Python and PostgreSQL

By Jonathan Corbet
February 17, 2010
As some LWN readers will know, this site is implemented with a combination of free technologies, including the Python language and the PostgreSQL relational database management system. Anybody who has tried to combine those two tools will have encountered the variety of modules out there intended to serve as the glue between them. It's the sort of variety that nobody wants, though: lots of options, none of which has the full support of the community or works as well as one might like. The good news is that this situation may not last a whole lot longer.

The conversation started when Bruce Momjian noted that the state of Python/PostgreSQL support was not as good as it could be. The PostgreSQL Python page and the Python PostgreSQL page agree on one thing: there are several adapters available, none of which is truly dominant, but many of which are seemingly unmaintained. How, he asked, is a developer to choose between them? Your editor, who has tried a number of them, could only nod in sympathy. Bruce requested:

What is really needed is for someone to take charge of one of these projects and make a best-of-breed Python driver that can gain general acceptance as our preferred driver. I feel Python is too important a language to be left in this state.

The purpose of a database adapter module is to make the capabilities of the database available to Python applications. To that end, it accepts SQL queries from the application, passes them to the database, and hands the results (if any) back to the application. Application writers like the idea of database independence; it holds the promise of being able to move easily to a different database should the need arise. To enable this independence, language development communities define standards for how database adapters should operate. The Python version of this standard is the Python Database API Specification, often called DB-API.

One of the problems, as identified by Greg Smith, is that the DB-API fails to cover much of the needed functionality, meaning that each adapter ends up making its own (incompatible, naturally) extensions. One of your editor's favorite quirks is the specification of five different "styles" by which parameters can be passed into queries; the application is expected to support all five and use whichever one the adapter is prepared to accept that day.

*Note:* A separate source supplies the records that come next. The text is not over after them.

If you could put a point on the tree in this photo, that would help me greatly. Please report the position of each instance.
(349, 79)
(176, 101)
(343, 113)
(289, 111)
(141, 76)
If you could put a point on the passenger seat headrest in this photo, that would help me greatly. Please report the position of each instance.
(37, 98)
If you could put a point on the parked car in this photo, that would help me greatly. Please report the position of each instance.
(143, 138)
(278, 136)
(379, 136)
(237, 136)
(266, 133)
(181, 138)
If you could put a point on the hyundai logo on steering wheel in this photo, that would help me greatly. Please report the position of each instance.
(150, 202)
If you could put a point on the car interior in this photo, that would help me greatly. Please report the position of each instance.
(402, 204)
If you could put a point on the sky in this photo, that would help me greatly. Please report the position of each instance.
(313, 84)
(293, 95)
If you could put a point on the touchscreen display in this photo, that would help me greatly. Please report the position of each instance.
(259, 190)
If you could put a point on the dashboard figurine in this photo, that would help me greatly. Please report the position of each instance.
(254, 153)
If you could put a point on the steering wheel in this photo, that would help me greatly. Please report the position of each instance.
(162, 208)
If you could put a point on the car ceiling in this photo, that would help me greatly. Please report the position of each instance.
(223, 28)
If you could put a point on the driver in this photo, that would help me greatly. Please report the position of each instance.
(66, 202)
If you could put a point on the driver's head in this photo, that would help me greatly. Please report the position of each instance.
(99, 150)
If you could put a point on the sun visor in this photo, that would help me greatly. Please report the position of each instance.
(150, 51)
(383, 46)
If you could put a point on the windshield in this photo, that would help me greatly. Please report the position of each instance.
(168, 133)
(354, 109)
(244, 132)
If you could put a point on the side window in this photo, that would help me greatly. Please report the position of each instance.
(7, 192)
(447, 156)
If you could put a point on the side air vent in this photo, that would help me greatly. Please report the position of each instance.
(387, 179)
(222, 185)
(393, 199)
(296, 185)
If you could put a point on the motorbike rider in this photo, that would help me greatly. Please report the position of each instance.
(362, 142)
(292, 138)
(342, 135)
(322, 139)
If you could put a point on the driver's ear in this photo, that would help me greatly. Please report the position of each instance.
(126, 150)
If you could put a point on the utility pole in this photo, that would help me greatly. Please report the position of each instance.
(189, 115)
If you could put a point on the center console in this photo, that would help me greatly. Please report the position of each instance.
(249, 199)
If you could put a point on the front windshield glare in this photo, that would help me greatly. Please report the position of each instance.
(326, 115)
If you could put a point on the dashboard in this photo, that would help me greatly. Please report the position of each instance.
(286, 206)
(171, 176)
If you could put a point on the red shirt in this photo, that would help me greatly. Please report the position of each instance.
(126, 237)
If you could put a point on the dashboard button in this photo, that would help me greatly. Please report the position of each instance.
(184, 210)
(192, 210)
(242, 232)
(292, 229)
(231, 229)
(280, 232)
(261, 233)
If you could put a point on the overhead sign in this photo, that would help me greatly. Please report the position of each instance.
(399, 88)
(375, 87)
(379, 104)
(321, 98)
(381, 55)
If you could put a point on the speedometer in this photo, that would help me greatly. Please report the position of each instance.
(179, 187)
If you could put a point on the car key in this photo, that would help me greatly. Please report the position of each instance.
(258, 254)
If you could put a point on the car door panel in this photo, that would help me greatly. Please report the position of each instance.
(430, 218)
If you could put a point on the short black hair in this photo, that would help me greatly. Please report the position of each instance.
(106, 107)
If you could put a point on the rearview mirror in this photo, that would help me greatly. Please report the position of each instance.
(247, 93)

The end result of all this is that adapters tend to diverge from each other, portability between them is problematic, and none becomes the standard.

That said, there currently seem to be two serious competitors in this area:

  • Psycopg almost certainly has the widest support among Python applications. It is reasonably solid and performs well, but some potential users may have been daunted by the fact that its web page took the form of an anti-Trac rant for some time (it's still in the Google cache as of this writing).

  • PyGreSQL has been around for a long time; it predates the DB-API and still does not implement it completely. Development on the code has been slow for some time, and its performance is not as good as Psycopg.

One might think that Psycopg would be the clear leader among these two, and it would have been, except for one little problem: Psycopg is GPL with a bunch of exceptions. The PostgreSQL community feels fairly strongly about permissive licenses, to the point that a GPL-licensed adapter is seen as a deal breaker. So Greg lamented:

If everybody who decided they were going to write their own from scratch had decided to work on carefully and painfully refactoring and improving PyGreSQL instead, in an incremental way that grew its existing community along the way, we might have a BSD driver with enough features and users to be a valid competitor to psycopg2. But writing something shiny new from scratch is fun, while worrying about backward compatibility and implementing all the messy parts you need to really be complete on a project like this isn't, so instead we have a stack of not quite right drivers without any broad application support.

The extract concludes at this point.